Written and directed by Paula Markovitch

Mexico, 2011

After winning an essay contest at her school, seven-year old Cecilia (Paula Galinelli Hertzog) is showered with praise. Her teacher has the entire class form a line, and one-by-one, she has everyone give Cecilia a congratulatory kiss on the cheek. That is, except for one.

Cecilia’s best friend, Silvia (Sharon Herrera), refuses to acknowledge her achievements, and when she is confronted, she says to her, “you pretend to be intelligent, but you’re just bad.”

This statement is prophetic in its simplistic irony, because Paula Markovitch’s The Prize, which won a host of accolades at the 61st Berlin Film Festival, is a film that tries to affect greater importance and artistic significance, but under the many layers of pretention, it’s just simply bad.

Set during Argentina’s ‘Dirty War’, Cecilia Edelstein and her mother (Laura Agorreca) have recently moved to a remote coastal town, following the disappearance of her father. Although preoccupied with her safety, her mother enrolls her in school, where she must promise to never divulge their family secret.

For those that don’t know, ‘The Dirty War’ was a period of state terrorism in Argentina from 1976 to 1983. Victims included Marxists, journalists, students and alleged opposition sympathizers. Predisposed knowledge of this is key before watching The Prize, because the film itself never mentions a thing.

Was Cecilia’s father a journalist?

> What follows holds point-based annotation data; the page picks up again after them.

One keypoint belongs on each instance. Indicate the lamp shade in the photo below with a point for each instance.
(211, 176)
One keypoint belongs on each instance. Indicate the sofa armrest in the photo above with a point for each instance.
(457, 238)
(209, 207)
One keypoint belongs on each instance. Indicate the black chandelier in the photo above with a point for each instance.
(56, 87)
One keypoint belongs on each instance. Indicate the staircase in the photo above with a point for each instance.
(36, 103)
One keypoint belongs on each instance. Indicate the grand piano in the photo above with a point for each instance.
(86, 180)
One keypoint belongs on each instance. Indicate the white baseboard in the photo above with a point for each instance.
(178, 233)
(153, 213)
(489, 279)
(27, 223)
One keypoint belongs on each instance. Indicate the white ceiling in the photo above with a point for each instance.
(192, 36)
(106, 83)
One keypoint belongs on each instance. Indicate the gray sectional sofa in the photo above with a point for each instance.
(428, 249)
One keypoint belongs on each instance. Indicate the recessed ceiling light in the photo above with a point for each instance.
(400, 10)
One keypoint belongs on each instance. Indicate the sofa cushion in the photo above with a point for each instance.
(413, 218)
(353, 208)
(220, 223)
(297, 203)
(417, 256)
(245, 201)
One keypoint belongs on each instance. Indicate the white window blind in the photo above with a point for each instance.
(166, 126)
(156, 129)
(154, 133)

A Marxist? A sympathizer? We don’t know what the ‘family secret’ is, and neither does Cecilia, and, on the surface, that seems to be the film’s intention. We’re supposed to see this as a story of a young girl trying to live a normal life under ambiguously dangerous circumstances.

But because the intentions are so vague and the exposition is so poorly elucidated, the film takes on a far different perspective. Although we are meant to contrast Cecilia’s childhood innocence with the oppressiveness of the state, there is never a genuine feeling of persecution.

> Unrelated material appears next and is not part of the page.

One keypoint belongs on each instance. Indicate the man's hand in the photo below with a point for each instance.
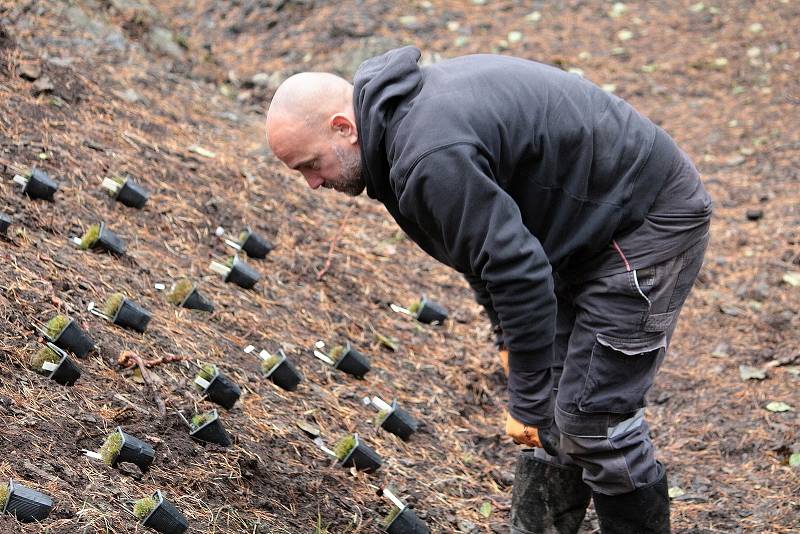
(522, 434)
(504, 359)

The majority of the film depicts her mother taking extreme precautions against something, but there aren’t any scenes that actually suggest a real world threat. The military is mostly absent from the film, and when they are featured, they don’t seem very tyrannical at all (by military standards, at least).

This turns the picture into somewhat of a psychological thriller, where we consistently question the mental faculties of the mother. Is she crazy? Is she delusional? Is there really a threat to their livelihood? Did Cecilia’s father even disappear?

Because the film never overtly, or even subtly, mentions the actuality and dangers of the ‘Dirty War’, The Prize, for a brief period, had the potential to be like Rosemary’s Baby or Martha Marcy May Marlene. We come to question if all this tension is simply in the mother’s head, with Cecilia having to deal with the unexpected consequences.

However, this forlorn hope is dashed when her mother’s anxiety is matched by her teacher’s, in a scene that is the film’s best but most disappointing. This confirms the ‘threat’ to be real, but because we never learn the nature of it, it feels antiseptic and lacks urgency.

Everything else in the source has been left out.